I have to say, it is hard to believe that it's been five years since I watched the twin towers fall down. The memory is astonishingly crisp. I was standing on a pier on the Hudson river, peering through binoculars, and talking, paradoxically, to my father. As we were lamenting the unfolding tragedy, I watched—both horrified and fascinated as each of the twin towers vanished.
I should have just gone home, but I didn’t. Instead unlike the stream of people filling the sidewalks heading north, I went south. I don’t know exactly what drew me downtown—perhaps I thought that feeling the soot in my lungs or feeling the debris underfoot would make me actually believe what I had just seen—help me understand that the buildings which filled me with awe were gone. That the plaza I used to lie in—staring up, the towers so tall they seemed to bend toward each other, was also gone, an entire ice age passing in a second, utterly changing the world it passed through.
But I went, downtown anyway past Times Square where hundreds of people spilled into the streets eyes on the NASDQ jumbotron, and past Penn Station where thousands of commuters milled around shaking their heads. 80 blocks down—south of canal street.
Down there, just beyond the police lines, the damage took on an earie cast. Planters were knocked over—small pine trees littered the ground. Several inches of soot covered everything and the dust in the air refracted the light making it seem hazy and yellow.
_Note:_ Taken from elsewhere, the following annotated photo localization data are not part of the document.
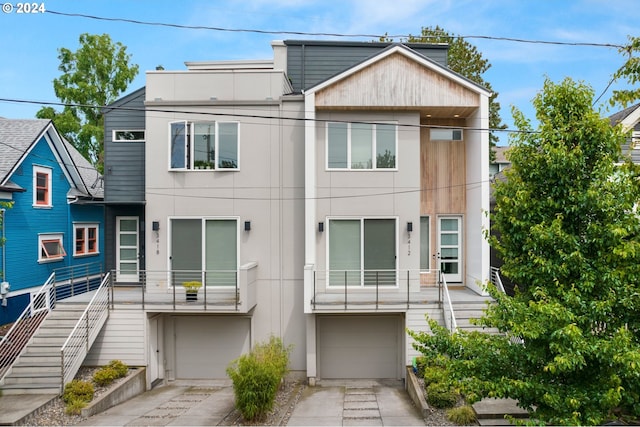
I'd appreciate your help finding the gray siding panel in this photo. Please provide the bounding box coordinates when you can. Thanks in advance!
[103,88,146,203]
[84,310,146,366]
[285,41,448,92]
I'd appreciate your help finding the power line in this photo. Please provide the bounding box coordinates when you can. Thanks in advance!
[0,97,536,135]
[41,8,627,50]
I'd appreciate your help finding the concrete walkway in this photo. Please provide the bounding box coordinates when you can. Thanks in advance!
[288,379,425,426]
[73,379,425,426]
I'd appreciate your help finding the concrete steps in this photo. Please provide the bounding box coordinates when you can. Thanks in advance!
[473,398,529,425]
[452,300,500,334]
[0,304,86,395]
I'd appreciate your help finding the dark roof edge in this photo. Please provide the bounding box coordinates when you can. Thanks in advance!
[283,39,448,50]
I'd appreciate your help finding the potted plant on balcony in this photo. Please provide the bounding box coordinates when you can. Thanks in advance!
[182,281,202,301]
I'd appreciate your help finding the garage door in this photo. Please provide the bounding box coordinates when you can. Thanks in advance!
[174,316,250,379]
[318,315,401,379]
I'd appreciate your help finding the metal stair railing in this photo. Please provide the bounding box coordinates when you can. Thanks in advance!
[490,266,507,295]
[60,271,111,390]
[0,272,56,382]
[439,271,458,333]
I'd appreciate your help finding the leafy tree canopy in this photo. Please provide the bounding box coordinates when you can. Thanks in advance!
[37,33,139,172]
[610,35,640,108]
[411,78,640,425]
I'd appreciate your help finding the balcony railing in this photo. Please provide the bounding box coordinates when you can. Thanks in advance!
[108,263,258,312]
[309,268,443,310]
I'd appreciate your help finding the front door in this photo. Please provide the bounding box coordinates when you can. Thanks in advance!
[116,216,139,282]
[438,216,462,283]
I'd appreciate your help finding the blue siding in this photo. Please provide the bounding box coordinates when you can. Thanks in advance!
[1,134,104,325]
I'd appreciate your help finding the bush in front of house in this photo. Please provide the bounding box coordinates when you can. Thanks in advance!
[93,360,129,386]
[62,379,95,414]
[446,405,477,425]
[426,382,458,408]
[226,336,291,421]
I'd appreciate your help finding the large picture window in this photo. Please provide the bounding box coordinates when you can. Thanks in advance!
[74,223,99,256]
[327,122,397,170]
[170,121,239,170]
[328,218,397,287]
[170,218,238,287]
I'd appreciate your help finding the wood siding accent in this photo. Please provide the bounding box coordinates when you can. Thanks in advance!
[83,310,145,366]
[420,123,466,215]
[315,53,479,109]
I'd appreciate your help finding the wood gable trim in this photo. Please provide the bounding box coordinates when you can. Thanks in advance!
[314,52,480,110]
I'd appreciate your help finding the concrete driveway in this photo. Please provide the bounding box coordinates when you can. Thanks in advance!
[77,379,426,426]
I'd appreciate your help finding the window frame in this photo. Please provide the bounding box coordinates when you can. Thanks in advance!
[168,121,240,171]
[326,217,399,288]
[169,216,240,288]
[33,165,52,208]
[112,129,145,142]
[326,122,398,171]
[430,128,463,141]
[38,233,66,263]
[73,223,99,257]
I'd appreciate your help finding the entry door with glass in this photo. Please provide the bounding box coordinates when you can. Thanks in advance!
[438,216,462,283]
[116,216,139,282]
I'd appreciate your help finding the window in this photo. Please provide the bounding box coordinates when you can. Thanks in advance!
[327,122,397,170]
[74,224,99,256]
[33,166,52,207]
[113,130,145,142]
[170,218,238,287]
[328,218,397,286]
[430,128,463,141]
[420,216,430,271]
[632,131,640,149]
[170,121,239,170]
[39,233,66,262]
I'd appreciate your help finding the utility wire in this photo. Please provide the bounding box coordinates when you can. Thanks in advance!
[0,97,537,135]
[42,8,627,50]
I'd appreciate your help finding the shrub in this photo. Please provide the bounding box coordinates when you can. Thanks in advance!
[414,356,428,377]
[426,382,458,408]
[227,336,291,421]
[63,379,94,404]
[446,405,477,425]
[65,398,87,415]
[93,360,129,386]
[93,367,118,387]
[423,365,447,386]
[107,359,129,378]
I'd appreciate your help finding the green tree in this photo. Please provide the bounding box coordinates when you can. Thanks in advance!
[384,26,507,160]
[37,33,139,172]
[411,78,640,425]
[610,35,640,107]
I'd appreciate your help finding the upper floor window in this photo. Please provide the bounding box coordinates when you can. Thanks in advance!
[169,121,239,170]
[33,165,52,207]
[39,233,66,262]
[327,122,397,170]
[113,130,145,142]
[74,223,99,256]
[430,128,463,141]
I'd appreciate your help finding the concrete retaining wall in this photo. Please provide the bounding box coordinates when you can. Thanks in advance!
[81,368,146,417]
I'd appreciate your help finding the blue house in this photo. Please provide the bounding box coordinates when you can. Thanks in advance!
[0,118,104,325]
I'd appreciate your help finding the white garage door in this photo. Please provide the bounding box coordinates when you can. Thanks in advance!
[174,316,250,379]
[318,315,401,379]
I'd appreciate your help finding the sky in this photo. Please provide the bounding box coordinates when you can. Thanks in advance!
[0,0,637,146]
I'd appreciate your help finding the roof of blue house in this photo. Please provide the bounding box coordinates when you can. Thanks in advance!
[0,118,103,199]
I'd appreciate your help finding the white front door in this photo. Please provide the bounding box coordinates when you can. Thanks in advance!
[116,216,139,282]
[438,216,462,283]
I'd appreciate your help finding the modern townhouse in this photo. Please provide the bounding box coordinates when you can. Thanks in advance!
[1,39,492,393]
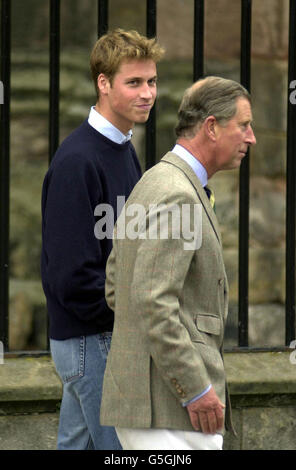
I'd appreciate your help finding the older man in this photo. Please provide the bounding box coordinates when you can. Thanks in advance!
[100,76,256,450]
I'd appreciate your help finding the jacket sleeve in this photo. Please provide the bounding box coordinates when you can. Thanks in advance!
[105,243,116,312]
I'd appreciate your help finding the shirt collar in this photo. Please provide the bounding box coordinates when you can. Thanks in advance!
[88,106,133,144]
[172,144,208,187]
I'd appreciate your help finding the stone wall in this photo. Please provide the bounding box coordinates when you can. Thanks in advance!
[1,352,296,450]
[5,0,294,350]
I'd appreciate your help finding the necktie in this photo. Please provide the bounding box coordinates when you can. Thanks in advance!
[204,185,215,210]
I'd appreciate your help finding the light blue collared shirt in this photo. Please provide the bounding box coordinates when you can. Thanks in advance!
[172,144,208,188]
[88,106,133,144]
[172,144,212,405]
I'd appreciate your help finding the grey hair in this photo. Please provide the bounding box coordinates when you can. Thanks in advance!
[175,76,251,138]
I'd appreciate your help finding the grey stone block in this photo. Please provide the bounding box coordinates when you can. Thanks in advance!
[0,413,59,450]
[242,407,296,450]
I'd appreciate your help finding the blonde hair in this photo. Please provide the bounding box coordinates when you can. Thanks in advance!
[90,28,165,98]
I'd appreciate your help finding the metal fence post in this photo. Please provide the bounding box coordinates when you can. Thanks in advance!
[98,0,109,37]
[238,0,252,347]
[286,0,296,345]
[145,0,157,170]
[193,0,204,81]
[0,0,11,350]
[49,0,60,162]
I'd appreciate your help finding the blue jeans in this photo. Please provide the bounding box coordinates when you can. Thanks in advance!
[50,333,122,450]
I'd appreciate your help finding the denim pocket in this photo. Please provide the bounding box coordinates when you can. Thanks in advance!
[97,332,112,361]
[50,336,85,383]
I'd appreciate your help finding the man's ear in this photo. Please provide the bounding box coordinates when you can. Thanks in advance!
[97,73,110,96]
[204,115,218,142]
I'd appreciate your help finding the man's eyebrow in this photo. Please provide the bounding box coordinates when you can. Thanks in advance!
[125,74,158,81]
[241,115,254,125]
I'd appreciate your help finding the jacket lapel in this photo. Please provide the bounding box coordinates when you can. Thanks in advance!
[161,152,222,245]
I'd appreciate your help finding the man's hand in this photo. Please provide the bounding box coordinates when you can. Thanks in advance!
[186,387,225,434]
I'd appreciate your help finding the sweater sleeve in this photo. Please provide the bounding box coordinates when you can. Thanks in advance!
[42,152,110,325]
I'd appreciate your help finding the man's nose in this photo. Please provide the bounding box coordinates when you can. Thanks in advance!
[140,83,153,99]
[247,125,256,146]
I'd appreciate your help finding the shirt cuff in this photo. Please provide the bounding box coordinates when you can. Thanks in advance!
[182,384,212,407]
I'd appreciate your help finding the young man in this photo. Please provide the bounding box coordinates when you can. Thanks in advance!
[41,29,164,450]
[100,76,256,450]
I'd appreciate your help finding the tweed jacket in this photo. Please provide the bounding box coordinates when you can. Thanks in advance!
[100,152,233,433]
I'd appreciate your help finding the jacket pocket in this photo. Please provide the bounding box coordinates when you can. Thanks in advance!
[195,314,221,336]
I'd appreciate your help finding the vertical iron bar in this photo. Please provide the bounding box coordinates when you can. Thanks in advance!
[98,0,109,38]
[285,0,296,345]
[0,0,11,351]
[145,0,157,170]
[193,0,204,81]
[47,0,60,350]
[49,0,60,162]
[238,0,252,347]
There were charred papers everywhere—like a half incinerated tickertape parade had just passed me by. Other than police and firefighters, it was desolate.
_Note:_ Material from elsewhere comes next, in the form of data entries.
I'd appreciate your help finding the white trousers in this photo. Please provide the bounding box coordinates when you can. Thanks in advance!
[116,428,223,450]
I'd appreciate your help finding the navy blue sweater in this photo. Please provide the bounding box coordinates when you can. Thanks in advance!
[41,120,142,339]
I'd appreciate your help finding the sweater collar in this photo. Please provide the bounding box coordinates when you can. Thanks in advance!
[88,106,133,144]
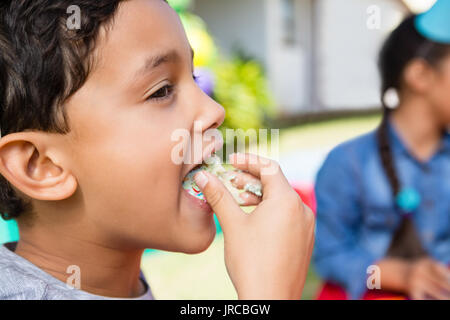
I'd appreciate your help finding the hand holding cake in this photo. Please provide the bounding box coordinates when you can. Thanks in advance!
[193,153,315,300]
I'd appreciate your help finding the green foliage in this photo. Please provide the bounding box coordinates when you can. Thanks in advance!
[213,57,276,135]
[180,13,218,67]
[169,0,277,137]
[167,0,192,13]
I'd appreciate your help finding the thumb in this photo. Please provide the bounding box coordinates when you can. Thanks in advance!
[194,171,243,231]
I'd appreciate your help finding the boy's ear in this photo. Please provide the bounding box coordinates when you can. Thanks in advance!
[0,132,77,201]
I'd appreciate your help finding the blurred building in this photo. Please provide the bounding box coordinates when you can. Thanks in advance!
[190,0,427,116]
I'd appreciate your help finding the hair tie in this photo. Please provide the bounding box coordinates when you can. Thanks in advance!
[383,88,400,109]
[396,187,421,214]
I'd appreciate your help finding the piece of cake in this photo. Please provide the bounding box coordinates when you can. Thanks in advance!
[182,154,262,205]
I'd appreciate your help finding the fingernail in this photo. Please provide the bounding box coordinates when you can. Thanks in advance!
[194,171,209,189]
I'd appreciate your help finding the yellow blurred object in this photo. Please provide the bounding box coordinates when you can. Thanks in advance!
[189,28,216,67]
[180,13,217,67]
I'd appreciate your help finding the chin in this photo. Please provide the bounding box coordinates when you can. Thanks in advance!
[179,225,217,254]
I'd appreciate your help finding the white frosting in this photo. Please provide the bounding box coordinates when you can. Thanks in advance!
[182,155,262,205]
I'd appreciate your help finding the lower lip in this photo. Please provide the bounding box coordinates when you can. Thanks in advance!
[182,189,213,214]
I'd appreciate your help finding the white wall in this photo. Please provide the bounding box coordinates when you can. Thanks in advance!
[316,0,406,110]
[266,0,314,114]
[192,0,313,115]
[191,0,408,114]
[192,0,267,64]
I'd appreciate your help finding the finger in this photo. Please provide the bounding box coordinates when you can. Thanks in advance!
[239,192,262,207]
[410,289,426,300]
[225,170,263,199]
[229,153,291,198]
[423,266,450,294]
[226,170,261,191]
[422,281,449,300]
[194,171,243,232]
[430,262,450,291]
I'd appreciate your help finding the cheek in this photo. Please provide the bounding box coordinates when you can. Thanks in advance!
[441,63,450,115]
[437,87,450,122]
[107,142,178,208]
[71,127,184,240]
[431,72,450,122]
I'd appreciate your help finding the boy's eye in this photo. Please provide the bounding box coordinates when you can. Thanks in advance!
[147,84,174,101]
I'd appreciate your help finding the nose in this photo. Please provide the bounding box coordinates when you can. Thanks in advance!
[196,90,225,132]
[192,89,226,159]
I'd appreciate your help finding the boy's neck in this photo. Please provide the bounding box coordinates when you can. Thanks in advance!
[391,98,444,162]
[13,226,146,298]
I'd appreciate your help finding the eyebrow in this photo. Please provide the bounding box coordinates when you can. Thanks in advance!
[133,47,195,81]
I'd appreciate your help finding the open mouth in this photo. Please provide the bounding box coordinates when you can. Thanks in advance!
[182,154,262,205]
[182,155,227,202]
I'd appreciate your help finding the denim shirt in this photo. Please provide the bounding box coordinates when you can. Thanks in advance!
[313,121,450,299]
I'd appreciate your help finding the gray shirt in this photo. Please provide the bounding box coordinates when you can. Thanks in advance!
[0,242,154,300]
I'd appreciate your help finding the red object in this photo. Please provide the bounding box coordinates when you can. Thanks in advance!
[317,282,407,300]
[291,183,317,214]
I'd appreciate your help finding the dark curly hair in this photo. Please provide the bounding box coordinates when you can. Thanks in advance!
[0,0,171,220]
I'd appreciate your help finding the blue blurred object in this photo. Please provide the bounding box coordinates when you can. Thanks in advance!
[396,187,421,213]
[194,67,215,97]
[0,218,19,244]
[415,0,450,44]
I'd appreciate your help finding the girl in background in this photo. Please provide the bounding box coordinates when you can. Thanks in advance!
[313,3,450,300]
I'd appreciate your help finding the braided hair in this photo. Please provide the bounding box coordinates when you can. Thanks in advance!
[377,15,450,206]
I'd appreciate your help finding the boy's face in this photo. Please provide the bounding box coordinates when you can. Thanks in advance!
[62,0,225,253]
An abandoned fruit cart stood alone at the corner of church and chambers. The block was empty, but the fruit still sat perfectly arranged. Plums and bananas peaches and grapes, all covered with a thin layer of soot—a dirty snowfall obscuring the dusty purple of the plums. A single small loafer lay not far away. I don’t know what it was about the fruit cart, but seeing it seemed to bring the enormity of the destruction into sharp focus. The foolishness of my long walk was suddenly very very evident. The dust swirled, a policeman shouted, and I turned to start the long walk home.